I didn’t defend myself, not because I was a coward or had excessive respect for him, but because I knew he was right. It didn’t mean s*** to Mourinho what you’d done yesterday or the day before. Today was what counted. It was right now: “Go out and play football.”
I remember one match against Atalanta. The following day I was supposed to receive the award for Best Foreign Player and the Best Player Overall in Serie A, but we were down 2-0 at half-time and I’d been pretty invisible, and Mourinho came up to me in the changing room. “You’re gonna get an award tomorrow, eh?” “Huh? Yeah.” “Do you know what you’re going to do when you get that award?” “Er, what?” “You’re going to be ashamed. You’re going to blush. You’re going to know that you haven’t won s***. People can’t get awards when they play so terribly. You’re going to give that award to your mum, or somebody who deserves it more,” he said, and I thought: “I’ll show him, he’ll see I deserve that honour.”

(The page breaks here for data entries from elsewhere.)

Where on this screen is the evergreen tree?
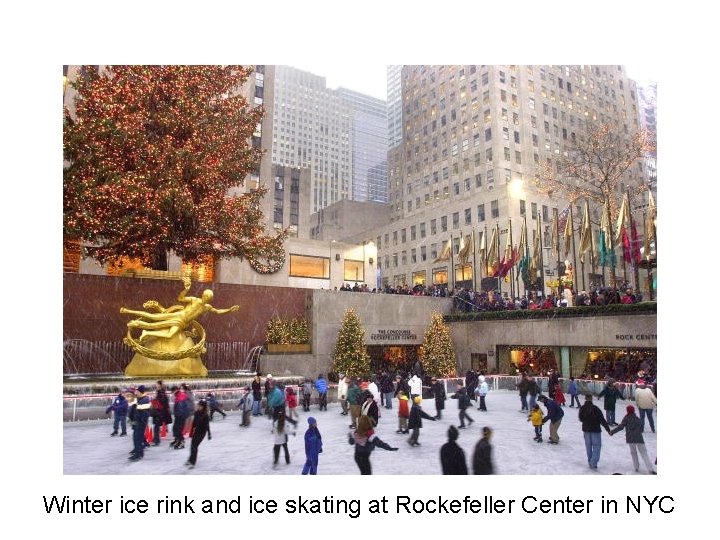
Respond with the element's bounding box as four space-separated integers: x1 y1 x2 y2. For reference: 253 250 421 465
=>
421 312 457 377
63 65 285 271
332 308 370 377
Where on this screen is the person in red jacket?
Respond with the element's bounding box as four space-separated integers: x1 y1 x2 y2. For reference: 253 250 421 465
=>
395 390 410 435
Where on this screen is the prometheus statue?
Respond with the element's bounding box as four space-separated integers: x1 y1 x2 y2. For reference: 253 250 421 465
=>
120 277 240 377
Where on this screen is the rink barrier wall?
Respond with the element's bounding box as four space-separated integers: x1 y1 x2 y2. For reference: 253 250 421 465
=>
63 375 635 422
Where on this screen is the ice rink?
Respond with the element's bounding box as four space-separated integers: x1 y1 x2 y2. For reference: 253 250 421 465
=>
63 390 662 475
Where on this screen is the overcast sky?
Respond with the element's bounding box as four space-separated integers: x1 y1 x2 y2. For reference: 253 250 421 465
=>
292 61 657 100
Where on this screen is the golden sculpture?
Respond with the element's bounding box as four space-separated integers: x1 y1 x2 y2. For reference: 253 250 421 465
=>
120 277 240 377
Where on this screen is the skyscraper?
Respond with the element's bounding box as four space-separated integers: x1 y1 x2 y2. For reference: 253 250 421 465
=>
375 65 644 291
338 88 387 202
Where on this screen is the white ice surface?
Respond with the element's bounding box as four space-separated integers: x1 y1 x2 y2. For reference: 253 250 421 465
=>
63 391 662 475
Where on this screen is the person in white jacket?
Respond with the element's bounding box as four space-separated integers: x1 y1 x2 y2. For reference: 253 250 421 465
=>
408 375 422 400
338 373 350 416
635 379 657 433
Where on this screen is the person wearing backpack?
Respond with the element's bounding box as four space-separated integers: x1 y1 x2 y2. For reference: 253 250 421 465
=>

He pumped me up and cut me down. He was a master at manipulating the team. There was just one thing that really bothered me: his facial expression when we played. No matter what I did, or what goals I scored, he looked just as ice-cold. There was never any hint of a smile, no gestures, nothing at all. It was as if nothing had happened, sort of like there was a motionless game in midfield, and I was more awesome than ever then. I was doing totally amazing things, but Mourinho had a face like a wet weekend.

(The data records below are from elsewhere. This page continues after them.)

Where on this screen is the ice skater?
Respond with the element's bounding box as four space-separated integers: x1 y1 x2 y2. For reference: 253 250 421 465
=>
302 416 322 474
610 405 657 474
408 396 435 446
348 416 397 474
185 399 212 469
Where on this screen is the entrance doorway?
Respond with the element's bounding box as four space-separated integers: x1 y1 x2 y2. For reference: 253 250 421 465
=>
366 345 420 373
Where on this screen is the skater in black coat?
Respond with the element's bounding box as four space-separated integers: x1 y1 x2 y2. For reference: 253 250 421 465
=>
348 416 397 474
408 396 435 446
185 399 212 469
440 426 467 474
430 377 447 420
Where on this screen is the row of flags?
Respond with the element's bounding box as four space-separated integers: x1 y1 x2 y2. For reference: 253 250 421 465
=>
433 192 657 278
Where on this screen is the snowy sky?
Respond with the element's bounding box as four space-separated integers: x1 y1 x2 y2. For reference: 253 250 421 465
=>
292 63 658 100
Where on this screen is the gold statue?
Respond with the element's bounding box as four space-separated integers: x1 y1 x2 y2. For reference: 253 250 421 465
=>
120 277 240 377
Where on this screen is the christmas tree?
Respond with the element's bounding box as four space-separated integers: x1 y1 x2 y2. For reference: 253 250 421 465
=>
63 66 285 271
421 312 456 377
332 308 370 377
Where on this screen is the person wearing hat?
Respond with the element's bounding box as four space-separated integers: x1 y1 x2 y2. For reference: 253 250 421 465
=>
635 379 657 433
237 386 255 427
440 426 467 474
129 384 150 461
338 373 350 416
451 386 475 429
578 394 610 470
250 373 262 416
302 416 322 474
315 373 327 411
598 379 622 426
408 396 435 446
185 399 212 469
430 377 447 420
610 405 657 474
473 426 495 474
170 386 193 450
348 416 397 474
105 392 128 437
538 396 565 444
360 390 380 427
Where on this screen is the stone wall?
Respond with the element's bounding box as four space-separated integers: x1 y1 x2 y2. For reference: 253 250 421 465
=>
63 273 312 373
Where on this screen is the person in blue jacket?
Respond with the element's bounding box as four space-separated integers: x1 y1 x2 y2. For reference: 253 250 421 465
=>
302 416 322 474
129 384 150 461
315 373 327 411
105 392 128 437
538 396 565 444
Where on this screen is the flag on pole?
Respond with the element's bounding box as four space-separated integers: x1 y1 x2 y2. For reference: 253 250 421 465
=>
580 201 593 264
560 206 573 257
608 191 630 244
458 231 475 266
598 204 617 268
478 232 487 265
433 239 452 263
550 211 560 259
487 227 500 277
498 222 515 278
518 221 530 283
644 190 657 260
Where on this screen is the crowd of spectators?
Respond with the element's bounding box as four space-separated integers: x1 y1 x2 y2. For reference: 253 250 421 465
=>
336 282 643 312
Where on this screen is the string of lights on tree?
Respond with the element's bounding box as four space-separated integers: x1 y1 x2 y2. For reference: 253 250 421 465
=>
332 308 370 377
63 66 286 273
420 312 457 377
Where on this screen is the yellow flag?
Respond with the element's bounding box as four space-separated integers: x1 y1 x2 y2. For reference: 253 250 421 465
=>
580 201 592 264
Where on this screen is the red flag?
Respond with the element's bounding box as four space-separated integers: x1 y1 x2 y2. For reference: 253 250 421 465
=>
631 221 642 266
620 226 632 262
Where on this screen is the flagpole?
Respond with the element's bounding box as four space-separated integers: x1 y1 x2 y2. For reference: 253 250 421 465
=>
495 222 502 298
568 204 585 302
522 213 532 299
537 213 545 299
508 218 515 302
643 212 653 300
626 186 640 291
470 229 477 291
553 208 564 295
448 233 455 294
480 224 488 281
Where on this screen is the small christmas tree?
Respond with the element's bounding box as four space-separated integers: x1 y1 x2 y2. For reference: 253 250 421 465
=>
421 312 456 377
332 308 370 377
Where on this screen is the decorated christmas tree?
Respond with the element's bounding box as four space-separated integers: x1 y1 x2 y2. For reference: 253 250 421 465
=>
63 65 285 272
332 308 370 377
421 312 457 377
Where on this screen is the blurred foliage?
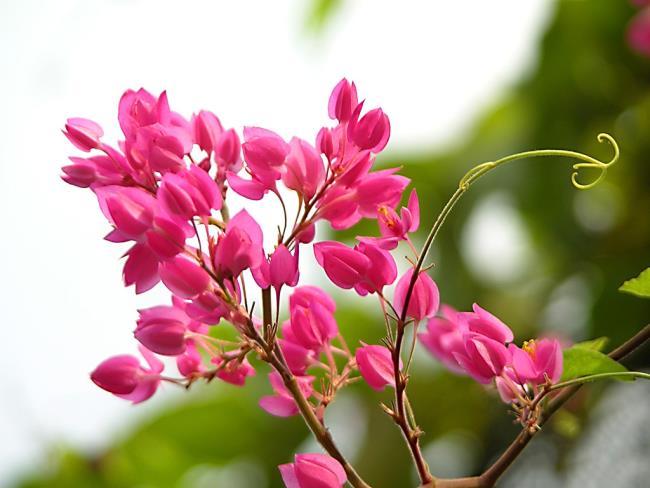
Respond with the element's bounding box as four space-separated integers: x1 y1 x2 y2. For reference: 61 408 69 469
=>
16 0 650 488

One time we were playing Bologna and, in the 24th minute, Adriano, the Brazilian, was dribbling along the left side and made it down towards the goal line.
He put in a cross, a hard shot that came too low to head and too high to catch on the volley, and I was crowded out in the penalty area. I took a step forward and back-heeled it. It looked like a karate kick, just bam! Straight into the net. It was absolutely insane. That was later voted Goal of the Year, and the spectators went nuts, people stood up and screamed and applauded, even Moratti in the VIP section. But Mourinho, what did he do? He stood there in his suit with his hands by his sides, completely stony-faced.
“What the hell is it with that man?”
I thought. If he doesn’t react to a thing like that, what does get him going?
I talked it over with Rui Faria. Rui is Portuguese as well. He’s the fitness coach and Mourinho’s right-hand man. The two of them have followed one another from club to club and know each other inside and out.
“Explain one thing to me,” I said to him. “I’ve scored goals this season that I don’t even know how they happened. I can’t believe Mourinho has seen anything like them.
And yet he just stands there like a statue.”
“Take it easy, fella,” said Rui. “That’s how he is. He doesn’t react like the rest of us.”
“Maybe not,” I thought. Even so… then I’m bloody well going to make sure I liven him up, even if I have to achieve a miracle. One way or another, I was going to make that man cheer.”
The words above said are purely taken from Zlatan’s autobiography.